In Apache Hive (and the initial version of MR3), fetchers are managed by individual LogicalInputs. A Task can have multiple LogicalInputs, each of which manages its own group of fetchers with an instance of ShuffleServer:
In the diagram shown above, blue circles represent fetchers for unordered data, and green circles represent fetchers for ordered data. Since we can set a limit only on the total of number of fetchers per LogicalInput, a ContainerWorker may create too many fetchers accidentally. As a result, the performance of fetchers is not always unstable and the chance of fetch delays also increases.
In contrast, the runtime system of MR3 uses an advanced architecture which centralizes the management of all fetchers under a common ShuffleServer.
All fetchers, for both ordered and unordered data, are created and managed by a single ShuffleServer. The ShuffleServer is implemented as a DaemonTask and is unique in each ContainerWorker. Now we can specify not only the maximum number of concurrent fetchers that an individual LogicalInput can request, but also the total number of concurrent fetchers running inside a ContainerWorker.

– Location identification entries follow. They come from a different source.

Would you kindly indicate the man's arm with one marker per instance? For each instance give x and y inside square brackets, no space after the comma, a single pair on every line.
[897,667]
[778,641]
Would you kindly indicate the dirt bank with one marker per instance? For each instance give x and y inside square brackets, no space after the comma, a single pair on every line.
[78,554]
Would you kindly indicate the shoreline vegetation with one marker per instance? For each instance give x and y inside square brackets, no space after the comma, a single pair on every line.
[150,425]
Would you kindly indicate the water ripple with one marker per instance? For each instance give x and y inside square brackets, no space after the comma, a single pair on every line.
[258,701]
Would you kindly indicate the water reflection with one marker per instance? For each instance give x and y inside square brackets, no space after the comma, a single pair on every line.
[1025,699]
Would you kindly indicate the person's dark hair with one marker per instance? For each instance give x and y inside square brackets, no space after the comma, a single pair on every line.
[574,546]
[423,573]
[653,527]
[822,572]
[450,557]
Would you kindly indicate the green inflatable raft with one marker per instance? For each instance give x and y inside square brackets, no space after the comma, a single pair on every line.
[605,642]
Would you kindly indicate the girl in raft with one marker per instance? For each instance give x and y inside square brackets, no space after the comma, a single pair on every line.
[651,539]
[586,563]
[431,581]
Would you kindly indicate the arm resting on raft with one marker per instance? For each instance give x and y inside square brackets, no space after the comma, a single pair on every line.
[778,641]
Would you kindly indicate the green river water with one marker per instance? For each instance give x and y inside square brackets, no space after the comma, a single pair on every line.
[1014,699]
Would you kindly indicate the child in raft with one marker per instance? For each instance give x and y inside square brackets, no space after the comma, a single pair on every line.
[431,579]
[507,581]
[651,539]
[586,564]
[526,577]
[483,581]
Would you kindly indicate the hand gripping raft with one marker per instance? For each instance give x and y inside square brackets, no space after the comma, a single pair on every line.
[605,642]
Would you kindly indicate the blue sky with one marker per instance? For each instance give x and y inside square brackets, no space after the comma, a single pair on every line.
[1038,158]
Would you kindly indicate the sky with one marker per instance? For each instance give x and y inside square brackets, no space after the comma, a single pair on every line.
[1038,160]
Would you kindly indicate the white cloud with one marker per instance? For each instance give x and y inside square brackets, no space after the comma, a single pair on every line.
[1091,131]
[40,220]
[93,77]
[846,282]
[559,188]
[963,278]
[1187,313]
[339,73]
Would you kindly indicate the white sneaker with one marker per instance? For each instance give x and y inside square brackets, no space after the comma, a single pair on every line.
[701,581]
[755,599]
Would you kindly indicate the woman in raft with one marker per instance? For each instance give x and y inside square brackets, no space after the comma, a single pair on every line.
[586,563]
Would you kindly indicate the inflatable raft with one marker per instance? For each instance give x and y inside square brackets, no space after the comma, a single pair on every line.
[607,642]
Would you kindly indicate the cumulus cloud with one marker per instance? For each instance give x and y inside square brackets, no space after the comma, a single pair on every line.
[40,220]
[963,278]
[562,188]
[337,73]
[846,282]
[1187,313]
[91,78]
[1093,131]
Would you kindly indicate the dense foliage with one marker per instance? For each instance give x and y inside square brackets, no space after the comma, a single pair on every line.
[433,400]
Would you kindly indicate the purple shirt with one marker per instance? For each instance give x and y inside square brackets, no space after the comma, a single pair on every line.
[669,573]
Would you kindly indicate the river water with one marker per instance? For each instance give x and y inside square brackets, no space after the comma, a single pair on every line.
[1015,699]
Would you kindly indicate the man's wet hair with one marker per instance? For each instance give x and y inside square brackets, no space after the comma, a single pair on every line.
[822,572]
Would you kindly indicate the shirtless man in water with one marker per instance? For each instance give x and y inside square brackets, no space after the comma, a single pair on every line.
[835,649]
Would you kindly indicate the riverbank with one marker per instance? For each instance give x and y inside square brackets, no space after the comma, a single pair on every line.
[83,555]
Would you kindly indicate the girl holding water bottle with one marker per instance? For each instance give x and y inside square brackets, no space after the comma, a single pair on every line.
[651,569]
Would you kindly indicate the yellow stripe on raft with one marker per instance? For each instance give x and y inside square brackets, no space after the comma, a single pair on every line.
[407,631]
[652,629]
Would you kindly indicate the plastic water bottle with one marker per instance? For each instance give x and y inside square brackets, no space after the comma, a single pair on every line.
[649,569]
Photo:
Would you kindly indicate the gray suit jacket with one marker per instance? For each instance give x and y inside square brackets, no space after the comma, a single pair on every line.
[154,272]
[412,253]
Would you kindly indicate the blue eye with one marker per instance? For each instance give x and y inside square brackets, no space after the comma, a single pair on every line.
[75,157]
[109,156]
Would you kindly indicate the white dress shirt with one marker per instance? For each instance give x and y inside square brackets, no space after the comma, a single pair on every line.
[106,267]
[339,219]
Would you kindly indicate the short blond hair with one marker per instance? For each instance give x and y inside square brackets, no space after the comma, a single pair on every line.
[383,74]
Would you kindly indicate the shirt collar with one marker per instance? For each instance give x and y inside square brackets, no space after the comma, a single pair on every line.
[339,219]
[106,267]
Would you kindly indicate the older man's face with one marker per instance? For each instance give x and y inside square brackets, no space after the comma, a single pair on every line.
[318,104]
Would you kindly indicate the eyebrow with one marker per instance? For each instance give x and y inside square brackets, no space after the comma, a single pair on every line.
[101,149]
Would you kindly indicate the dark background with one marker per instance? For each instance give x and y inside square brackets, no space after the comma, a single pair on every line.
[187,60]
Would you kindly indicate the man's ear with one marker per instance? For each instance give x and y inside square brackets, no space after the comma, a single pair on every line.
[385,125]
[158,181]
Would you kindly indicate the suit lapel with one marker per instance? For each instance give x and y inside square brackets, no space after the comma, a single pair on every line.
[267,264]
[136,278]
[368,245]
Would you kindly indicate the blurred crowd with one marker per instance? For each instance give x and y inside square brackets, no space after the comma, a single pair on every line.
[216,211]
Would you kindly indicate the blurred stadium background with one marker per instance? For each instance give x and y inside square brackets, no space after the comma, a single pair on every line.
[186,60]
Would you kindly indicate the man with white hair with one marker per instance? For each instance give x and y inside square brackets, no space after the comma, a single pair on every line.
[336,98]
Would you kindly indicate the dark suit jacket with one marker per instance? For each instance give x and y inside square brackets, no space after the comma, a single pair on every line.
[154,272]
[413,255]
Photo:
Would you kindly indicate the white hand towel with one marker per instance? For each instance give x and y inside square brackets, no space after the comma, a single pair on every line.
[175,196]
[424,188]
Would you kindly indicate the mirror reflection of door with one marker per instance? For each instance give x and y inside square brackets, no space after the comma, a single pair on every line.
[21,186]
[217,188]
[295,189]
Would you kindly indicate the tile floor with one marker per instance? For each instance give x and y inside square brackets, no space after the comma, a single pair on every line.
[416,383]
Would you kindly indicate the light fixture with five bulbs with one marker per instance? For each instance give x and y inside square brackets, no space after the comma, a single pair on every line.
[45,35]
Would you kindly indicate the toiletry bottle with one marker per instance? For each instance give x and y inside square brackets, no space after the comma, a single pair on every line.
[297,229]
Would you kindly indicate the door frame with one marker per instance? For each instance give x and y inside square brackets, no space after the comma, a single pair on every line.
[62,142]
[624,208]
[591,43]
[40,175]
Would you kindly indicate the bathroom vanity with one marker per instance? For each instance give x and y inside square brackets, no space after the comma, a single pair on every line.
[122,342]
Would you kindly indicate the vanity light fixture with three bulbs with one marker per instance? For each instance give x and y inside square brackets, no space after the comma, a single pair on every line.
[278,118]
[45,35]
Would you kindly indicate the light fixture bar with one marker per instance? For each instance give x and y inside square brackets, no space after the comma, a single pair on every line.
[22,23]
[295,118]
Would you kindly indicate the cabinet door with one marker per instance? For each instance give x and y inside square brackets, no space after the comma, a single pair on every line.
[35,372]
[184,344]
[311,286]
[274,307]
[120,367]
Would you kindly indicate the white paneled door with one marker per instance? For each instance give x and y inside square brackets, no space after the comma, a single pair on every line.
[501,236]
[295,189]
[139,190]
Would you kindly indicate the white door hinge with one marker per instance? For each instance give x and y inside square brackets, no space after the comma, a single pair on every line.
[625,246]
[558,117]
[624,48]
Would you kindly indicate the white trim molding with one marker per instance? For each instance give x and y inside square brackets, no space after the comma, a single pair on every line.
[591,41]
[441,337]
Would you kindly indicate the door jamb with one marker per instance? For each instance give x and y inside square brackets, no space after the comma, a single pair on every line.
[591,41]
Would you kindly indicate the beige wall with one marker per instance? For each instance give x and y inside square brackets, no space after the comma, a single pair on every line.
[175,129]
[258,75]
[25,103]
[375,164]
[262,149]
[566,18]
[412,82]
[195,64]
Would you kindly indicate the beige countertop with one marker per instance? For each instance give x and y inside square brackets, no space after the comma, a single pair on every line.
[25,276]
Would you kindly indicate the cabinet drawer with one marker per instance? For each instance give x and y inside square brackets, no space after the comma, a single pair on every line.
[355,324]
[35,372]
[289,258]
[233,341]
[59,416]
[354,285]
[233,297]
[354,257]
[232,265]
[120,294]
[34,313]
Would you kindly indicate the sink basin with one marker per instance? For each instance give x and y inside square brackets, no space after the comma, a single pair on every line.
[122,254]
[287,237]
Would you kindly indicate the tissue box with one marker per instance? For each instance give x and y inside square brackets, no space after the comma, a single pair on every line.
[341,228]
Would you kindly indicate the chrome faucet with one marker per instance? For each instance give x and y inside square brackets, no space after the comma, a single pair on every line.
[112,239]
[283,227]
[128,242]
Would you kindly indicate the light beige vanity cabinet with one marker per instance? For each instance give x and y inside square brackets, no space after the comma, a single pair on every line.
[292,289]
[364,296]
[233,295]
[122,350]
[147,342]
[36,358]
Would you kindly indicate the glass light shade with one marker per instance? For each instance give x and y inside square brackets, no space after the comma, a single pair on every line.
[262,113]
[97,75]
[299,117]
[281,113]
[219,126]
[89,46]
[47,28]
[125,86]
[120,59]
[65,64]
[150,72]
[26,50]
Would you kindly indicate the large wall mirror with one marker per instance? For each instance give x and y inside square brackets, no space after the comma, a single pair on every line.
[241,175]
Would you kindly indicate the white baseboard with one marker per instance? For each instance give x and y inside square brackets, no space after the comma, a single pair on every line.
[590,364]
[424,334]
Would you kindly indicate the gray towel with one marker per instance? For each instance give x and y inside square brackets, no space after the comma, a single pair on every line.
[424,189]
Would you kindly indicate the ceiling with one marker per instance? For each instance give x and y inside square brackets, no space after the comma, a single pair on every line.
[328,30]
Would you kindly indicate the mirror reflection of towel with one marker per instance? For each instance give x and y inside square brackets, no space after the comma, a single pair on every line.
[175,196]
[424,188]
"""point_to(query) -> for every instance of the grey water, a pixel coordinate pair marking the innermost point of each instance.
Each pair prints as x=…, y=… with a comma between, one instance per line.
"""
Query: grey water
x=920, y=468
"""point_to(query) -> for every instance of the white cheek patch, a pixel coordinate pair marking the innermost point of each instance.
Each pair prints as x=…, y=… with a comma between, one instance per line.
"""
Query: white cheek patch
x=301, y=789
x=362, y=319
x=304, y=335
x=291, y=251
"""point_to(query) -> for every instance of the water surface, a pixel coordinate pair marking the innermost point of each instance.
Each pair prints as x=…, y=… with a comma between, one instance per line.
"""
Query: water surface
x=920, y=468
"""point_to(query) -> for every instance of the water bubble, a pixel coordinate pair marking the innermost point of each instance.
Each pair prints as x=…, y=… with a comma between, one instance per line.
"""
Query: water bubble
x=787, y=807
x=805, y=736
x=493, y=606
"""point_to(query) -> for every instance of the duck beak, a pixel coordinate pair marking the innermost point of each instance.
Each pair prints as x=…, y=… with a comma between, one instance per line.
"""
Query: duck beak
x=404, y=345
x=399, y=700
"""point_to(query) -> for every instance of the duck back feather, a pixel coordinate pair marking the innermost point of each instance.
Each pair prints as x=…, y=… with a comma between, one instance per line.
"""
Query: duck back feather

As a result, the performance of fetchers is generally more stable and the (non-negligible) overhead of creating and destroying ShuffleServers for individual LogicalInputs is now gone.
In tez-site.xml
,
the configuration key tez.runtime.shuffle.parallel.copies
specifies
the maximum number of concurrent fetchers that an individual LogicalInput can request,
and the configuration key tez.runtime.shuffle.total.parallel.copies
specifies
the total number of fetchers running inside a ContainerWorker.